Have you been trying to talk about data and experienced the blank stares? That moment when your carefully crafted analogy crumbles into dust? That conversation about the difference between data and information where people conclude that data is information and your inner voice says "just give it up sunshine it's no use"? Maybe somebody says "it's too technical for me"? Or "it sounds boring"? Perhaps you had to explain why data wasn't a subset of technology? Or maybe you like lording it over the uninitiated like some dark data mage, using your power to create eldritch management information dashboards that nobody but you understands (you are a bad person)?

My hunch is that talking about data in ways that resonate with the broadest possible audience is going to become increasingly important in society.

I can't understand why it seems to be so difficult.

My job broadly involves Digital, Data, and Technology. Oh, and people. Accepting that people are the most complicated of the four and putting them to one side, I think that data should be the easiest to understand and discuss of the three.

Technology is hard, by which I mean things like understanding what is actually going on inside a computer. That 'what is actually going on' has moved further and further away from the average person during my lifetime. In many ways that's great, with far less need to worry about the nuts and bolts, and more time to focus on doing the unreal dystopian science fiction convenience hellworld thing.

Digital is hard, if by digital for this purpose I mean a design practice that's really rich and involves things like (deep breath) understanding users and working to overcome bias and releasing things that aren't perfect and committing to iterative development and working collaboratively in multidisciplinary teams and trusting people and so on. You don't know what's going to happen.

Data is hard, but maybe it needn't be. Data isn't moving further and further away from the average person - it's right there next to you, all the time. Working with data should be less of a psychological workout than the digital thing too, I think?

For example, which of the following should be easiest to answer without using the internet?
  • How does a solid state drive work?
  • What is the impact on a user of this service not matching their mental model?
  • What might happen if somebody gets my postcode wrong?
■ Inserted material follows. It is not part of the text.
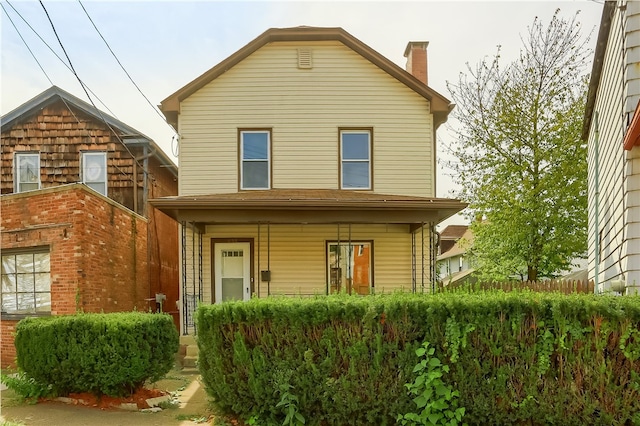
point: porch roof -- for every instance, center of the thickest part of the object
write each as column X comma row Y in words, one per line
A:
column 319, row 206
I know data can be really messy and complicated and huge. I know that sometimes you need to do actual maths. However, for much of the fundamental infrastructure work that's required in the public sector, there are broad, human conversations to be had to help solve basic problems. The barrier to understanding them is an illusion.

I think talking about data is the answer, and maybe there's an opportunity to develop a better collective vocabulary for working with it as a result.